From Layers to Architectures
In the previous tutorial, we learned about the basic building blocks of CNNs: the convolutional and pooling layers. But how do we arrange these blocks to create a powerful image recognition model? This arrangement is called an architecture.
For years, researchers competed in the ImageNet Large Scale Visual Recognition Challenge (ILSVRC), a competition that became the proving ground for new computer vision ideas. Two of the most influential architectures to emerge from this era were VGG and ResNet, each introducing a critical concept that pushed the boundaries of what was possible.

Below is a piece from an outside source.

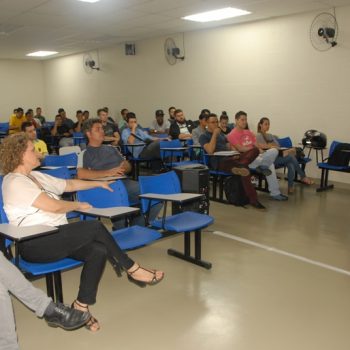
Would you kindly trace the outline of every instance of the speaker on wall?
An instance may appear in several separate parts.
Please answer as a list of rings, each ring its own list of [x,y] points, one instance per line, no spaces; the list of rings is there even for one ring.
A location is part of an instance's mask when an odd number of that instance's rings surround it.
[[[131,44],[131,43],[125,44],[125,55],[127,55],[127,56],[135,56],[136,55],[135,44]]]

VGG: The Power of Depth and Simplicity
The VGG network, developed by the Visual Geometry Group at Oxford, was built on a simple yet profound hypothesis: depth is the key to performance. Before VGG, many architectures used a variety of different filter sizes. The VGG team decided to test the effect of making the network deeper by exclusively using stacks of very small 3×3 convolutional filters.
The architecture consists of several "VGG blocks." Each block contains a sequence of two or three convolutional layers (all with 3×3 filters) followed by a single max-pooling layer to reduce the dimensions. This pattern is repeated, and as you go deeper into the network, the number of filters in the conv layers doubles (e.g., 64 -> 128 -> 256).
Why are small 3×3 filters so effective?
You might think a larger filter, say 5×5, would be better at seeing larger patterns. However, a stack of two 3×3 conv layers has the same effective receptive field as a single 5×5 conv layer. But the stacked approach has two major advantages:
- More Non-Linearity: Each conv layer is followed by a non-linear activation function (like ReLU). Using two 3×3 layers means you get to apply two activation functions instead of one, making the network's decision function more discriminative and powerful.
- Fewer Parameters: A 5×5 filter has 25 parameters. Two 3×3 filters have 2×(3×3)=18 parameters. This reduction makes the network more efficient and less prone to overfitting.
VGG's main drawback is its sheer size. The popular VGG16 model has about 138 million parameters, making it very computationally expensive to train and deploy.
Here's how you could define a single VGG-style block in Keras:
Python
import tensorflow as tf
from tensorflow.keras import layers, models
def vgg_block(num_convs, num_filters):
"""Creates a VGG-style block."""
block = models.Sequential()
for _ in range(num_convs):
# Add a convolutional layer with a 3x3 filter
block.add(layers.Conv2D(num_filters, (3, 3), padding='same', activation='relu'))
# Add a max pooling layer after the convolutions
block.add(layers.MaxPooling2D((2, 2), strides=(2, 2)))
return block
# Example of creating a block with 2 conv layers and 64 filters
example_block = vgg_block(num_convs=2, num_filters=64)
ResNet: Conquering the Vanishing Gradient Problem
After VGG proved that depth was crucial, a logical next step was to build even deeper networks. However, researchers quickly hit a wall. As they added more and more layers, the models became incredibly difficult to train, and their performance actually got worse. This is known as the degradation problem.
The root cause is often the vanishing gradient problem. Think of training a network like a game of telephone. The error (or "loss") calculated at the end of the network has to send a "correction" signal backward through all the layers to tell them how to adjust their weights. In a very deep network, this signal gets repeatedly multiplied by small numbers at each layer, causing it to shrink exponentially. By the time it reaches the early layers, the signal is so weak (it has "vanished") that those layers learn extremely slowly or not at all.
The creators of ResNet (Residual Network) came up with an ingenious solution: the residual block.
This block introduced the "skip connection" (or shortcut). The input to the block, x, is not only passed through the block's convolutional layers (which produce a result F(x)), but it's also added directly to the output. The final output is therefore H(x)=F(x)+x.
Why is this so revolutionary? 💡
The skip connection creates a direct path—an "express lane"—for the gradient to flow backward. It doesn't have to go through all the intermediate layers' transformations. This completely solves the vanishing gradient problem.
Furthermore, it reframes what the layers are learning. Instead of learning the entire desired output function H(x), the layers are now only learning the residual, F(x)=H(x)−x. It's much easier for a stack of layers to learn to output zero (if no change is needed) than it is to learn the identity function (H(x)=x). The skip connection provides the identity function for free.
This simple but powerful idea allowed ResNet to successfully train networks over 150 layers deep, shattering performance records and becoming one of the most important and widely used architectures in deep learning.